Durwent laughed grimly. 'It's a wonder I didn't break something,' he said. 'Once more—I'm sorry. But you can understand the risk I am running in returning here with the police wanting me. They're not going to get me if I can help it.'
'Why didn't you stay away?'
'With the Old Country at war! Not likely. Do you think I should ever have gone if I had known what was going to happen?'
'What are your plans?'
'Fight,' said the other briefly. 'Somewhere—somehow. I'll get into a recruiting line about dawn to-morrow. . . . But—what can you tell me about Elise?'
'I have neither seen nor heard of her since August,' said Selwyn, wondering at the calm level of his own voice in spite of tumultuous heart-beats.
'Too bad. Then you don't know anything about the rest?'
'No. I'—— He paused awkwardly. 'I suppose you haven't heard about your brother?'
There was no response, but Selwyn could feel the Englishman's eyes steeled on his face. 'He was killed,' he went on slowly, 'last August.'
Still there was no sound from the younger son, now heir to his father's title and estates. For the first time Selwyn caught the ripple of the river's current eddying about the steps at the bottom. From the great bridges spanning the river there was the distant thunder of lumbering traffic.

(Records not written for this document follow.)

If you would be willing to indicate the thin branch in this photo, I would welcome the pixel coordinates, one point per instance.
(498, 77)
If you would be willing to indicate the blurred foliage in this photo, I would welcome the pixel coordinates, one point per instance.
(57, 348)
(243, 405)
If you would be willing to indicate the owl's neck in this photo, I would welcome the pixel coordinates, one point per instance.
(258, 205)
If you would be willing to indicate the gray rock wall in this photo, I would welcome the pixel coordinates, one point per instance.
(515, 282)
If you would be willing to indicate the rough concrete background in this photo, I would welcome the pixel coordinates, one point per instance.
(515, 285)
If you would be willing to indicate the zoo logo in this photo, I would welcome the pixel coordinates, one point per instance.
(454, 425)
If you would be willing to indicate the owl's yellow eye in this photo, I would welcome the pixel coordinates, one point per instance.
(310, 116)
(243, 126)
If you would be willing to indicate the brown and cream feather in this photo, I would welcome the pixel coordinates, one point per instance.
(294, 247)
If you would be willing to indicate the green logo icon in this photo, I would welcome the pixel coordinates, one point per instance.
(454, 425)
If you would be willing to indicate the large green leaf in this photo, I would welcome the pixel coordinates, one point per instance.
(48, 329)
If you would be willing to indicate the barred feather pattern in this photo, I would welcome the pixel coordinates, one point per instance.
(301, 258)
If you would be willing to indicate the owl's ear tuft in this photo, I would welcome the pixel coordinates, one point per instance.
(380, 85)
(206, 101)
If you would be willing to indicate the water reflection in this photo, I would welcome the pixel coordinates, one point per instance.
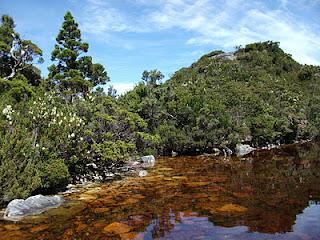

'I understand that he died very bravely,' said the American in an attempt to ease the intensity of the silence.
'Yes,' muttered Durwent dreamily, 'he would. . . . So old Malcolm is dead. . . . Somehow, I always looked on his soldiering as a joke. I never thought that those fellows in the Regulars would ever really go to war. . . . Yet, when the time came, he was ready, and I was skulking off to China like a thief in the night.'
The Englishman's voice was so low that it seemed as if he were talking more to himself than to his listener.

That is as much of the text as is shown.